Süddeutsche Zeitung

Hamburger SV:Die HSV-Girlande des Grauens

Lesezeit: 2 min

Von Klaus Hoeltzenbein, München

Achtung, Quiz! Erste Frage, eine leichte, zum Warmdenken gewissermaßen: Was haben Armin Veh, Michael Oenning, Thorsten Fink, Bert van Marwijk, Josef "Joe" Zinnbauer, Bruno Labbadia und Markus Gisdol gemeinsam?

Zweite Frage, etwas höher im Schwierigkeitsgrad: Was eint Heiko Westermann, Jeffrey Bruma, Pierre-Michel Lasogga?

Man hatte ja schon die ernsthafte Sorge, dass all den Frage-und-Antwort-Spielchen im ARD-Vorabendprogramm demnächst die Substanz ausgehen werde, aber seit Samstagnachmittag ist diese Sorge ein bisschen kleiner. Da wurde in einem einzigen Fußballspiel wieder einmal deutlich, wie viel Rätselspaß so ein Duell entwickeln kann. Speziell die Opfergänge des Hamburger SV nach München sind längst ein Klassiker - sie haben sogar für Quizfreude unter den Mathematikern einen Reiz, der weit übers kleine Einmaleins hinausreicht. Eine einfachere Frage für Schnelldenker wäre zum Beispiel: Wie viele mögliche Ergebnisse liegen zwischen einem 1:3 und einem 2:9? Und, schon schwerer: Wie hoch ist die Wahrscheinlichkeit, dass die einzige Mannschaft, die seit Gründung der Bundesliga immer dabei war, dass also der HSV zweimal mit 0:8 verliert? Nicht etwa Jahrzehnte voneinander entfernt, sondern im Februar 2015 mit Wiederholung im Februar 2017? Auf Akklimatisationsprobleme in der kalten Jahreszeit lässt sich ein solches 0:16 kaum schieben, denn zwischendrin, im August 2015, kassierte der ehedem ruhmreiche HSV an der Isar immerhin ein 0:5.

Fügt man also alles zusammen, so haben die Hamburger die letzten sieben Duelle in München 0:6, 0:5, 2:9, 1:3, 0:8, 0:5, 0:8 verloren. Sieben Pleiten, 3:44 Tore.
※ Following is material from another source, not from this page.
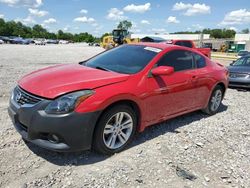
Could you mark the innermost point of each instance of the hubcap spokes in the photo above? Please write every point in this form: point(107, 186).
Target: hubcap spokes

Es ist eine Girlande des Grauens, an der sieben verschiedene Trainer von Veh bis Gisdol mitgewirkt haben. Währenddessen gelang es nur den Profis Westermann, Bruma und Lasogga, in München überhaupt ein Tor zu schießen. Der inzwischen bei Ajax Amsterdam gelandete Westermann traf gar zwei Mal - dem 0:6 steuerte er ein Eigentor bei.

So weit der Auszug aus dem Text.